Esperaram por longo tempo, até que todos já tivessem saído da floresta. Então o gordo perguntou: “Ainda falta alguém que não tenha saído?” Duan Jiong examinou atentamente os presentes e, então, um tanto surpreso, respondeu: “Falta um!”. O gordo se alarmou. Se ainda não havia saído àquela altura, talvez tivesse sofrido algum contratempo na mata. Perguntou às pressas: “Quem é?”
“Capitão do acampamento de Changshui, Luan Ti Yili!”
O Exército do Norte possuía cinco acampamentos. O primeiro era o Acampamento de Cavalaria de Guarnição, composto integralmente por cavaleiros han.
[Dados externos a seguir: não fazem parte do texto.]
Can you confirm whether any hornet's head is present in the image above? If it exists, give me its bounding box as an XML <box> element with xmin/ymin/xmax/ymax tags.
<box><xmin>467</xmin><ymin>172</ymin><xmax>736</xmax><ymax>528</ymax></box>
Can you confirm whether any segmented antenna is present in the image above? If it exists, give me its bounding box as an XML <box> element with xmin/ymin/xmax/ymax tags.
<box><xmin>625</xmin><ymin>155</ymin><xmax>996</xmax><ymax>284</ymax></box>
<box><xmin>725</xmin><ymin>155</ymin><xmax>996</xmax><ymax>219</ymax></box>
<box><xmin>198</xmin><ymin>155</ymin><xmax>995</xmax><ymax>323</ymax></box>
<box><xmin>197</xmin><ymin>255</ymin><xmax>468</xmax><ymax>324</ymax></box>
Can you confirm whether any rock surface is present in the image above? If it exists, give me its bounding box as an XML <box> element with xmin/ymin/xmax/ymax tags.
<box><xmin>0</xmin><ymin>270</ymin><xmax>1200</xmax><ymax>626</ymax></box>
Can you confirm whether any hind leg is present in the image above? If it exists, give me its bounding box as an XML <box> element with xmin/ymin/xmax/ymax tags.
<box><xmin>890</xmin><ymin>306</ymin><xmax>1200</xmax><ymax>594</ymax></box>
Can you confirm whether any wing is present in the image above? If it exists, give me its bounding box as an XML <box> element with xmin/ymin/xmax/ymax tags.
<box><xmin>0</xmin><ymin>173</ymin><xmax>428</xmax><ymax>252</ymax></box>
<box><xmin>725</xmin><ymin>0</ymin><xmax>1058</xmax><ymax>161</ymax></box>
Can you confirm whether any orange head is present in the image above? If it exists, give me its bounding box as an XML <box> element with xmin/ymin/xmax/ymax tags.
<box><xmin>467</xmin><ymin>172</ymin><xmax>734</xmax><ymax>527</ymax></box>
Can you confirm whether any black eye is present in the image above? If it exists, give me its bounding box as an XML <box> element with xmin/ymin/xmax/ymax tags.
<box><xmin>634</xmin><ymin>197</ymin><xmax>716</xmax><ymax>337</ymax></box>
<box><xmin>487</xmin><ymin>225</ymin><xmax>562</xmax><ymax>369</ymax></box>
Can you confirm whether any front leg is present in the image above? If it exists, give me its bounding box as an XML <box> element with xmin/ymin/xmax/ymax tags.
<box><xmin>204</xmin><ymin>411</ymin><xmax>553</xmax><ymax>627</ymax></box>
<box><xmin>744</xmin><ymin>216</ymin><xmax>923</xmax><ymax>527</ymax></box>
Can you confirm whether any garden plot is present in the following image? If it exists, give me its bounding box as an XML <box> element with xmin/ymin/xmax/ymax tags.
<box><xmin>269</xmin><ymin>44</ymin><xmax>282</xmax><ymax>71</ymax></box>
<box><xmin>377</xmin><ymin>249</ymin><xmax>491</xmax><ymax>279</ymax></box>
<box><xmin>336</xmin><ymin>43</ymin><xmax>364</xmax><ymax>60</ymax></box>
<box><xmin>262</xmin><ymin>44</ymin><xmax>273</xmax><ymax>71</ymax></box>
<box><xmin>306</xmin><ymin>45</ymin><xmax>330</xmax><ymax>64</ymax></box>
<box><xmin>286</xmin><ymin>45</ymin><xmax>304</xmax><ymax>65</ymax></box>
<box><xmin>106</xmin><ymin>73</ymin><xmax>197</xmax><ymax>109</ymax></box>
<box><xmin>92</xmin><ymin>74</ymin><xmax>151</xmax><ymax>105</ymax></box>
A maior parte dos recrutados vinha de He Nei e da região de Hebei, homens valentes e ferozes, bem equipados, usados sobretudo para romper formações inimigas; todos blindados, armados com longas lanças. O segundo era o Acampamento de Cavalaria Yue, composto por cavaleiros de povos submetidos de Yue, homens hábeis tanto no ir e vir quanto no combate a cavalo e a pé, de grande utilidade. Depois vinha o Acampamento de Infantaria, outrora comandado por Xing Zi'ang, também formado por soldados han, em sua maioria artesãos militares do noroeste, de Liangzhou e Yongzhou, que empunhavam grandes escudos e muitas vezes conseguiam derrotar a cavalaria das fronteiras. Em seguida vinha o Acampamento de Tiro Sonoro, formado por arqueiros e besteiros, em grande parte dotados de bestas e arcos poderosos, extremamente seletos. Por fim, o último era o Acampamento de Changshui, composto por cavaleiros bárbaros.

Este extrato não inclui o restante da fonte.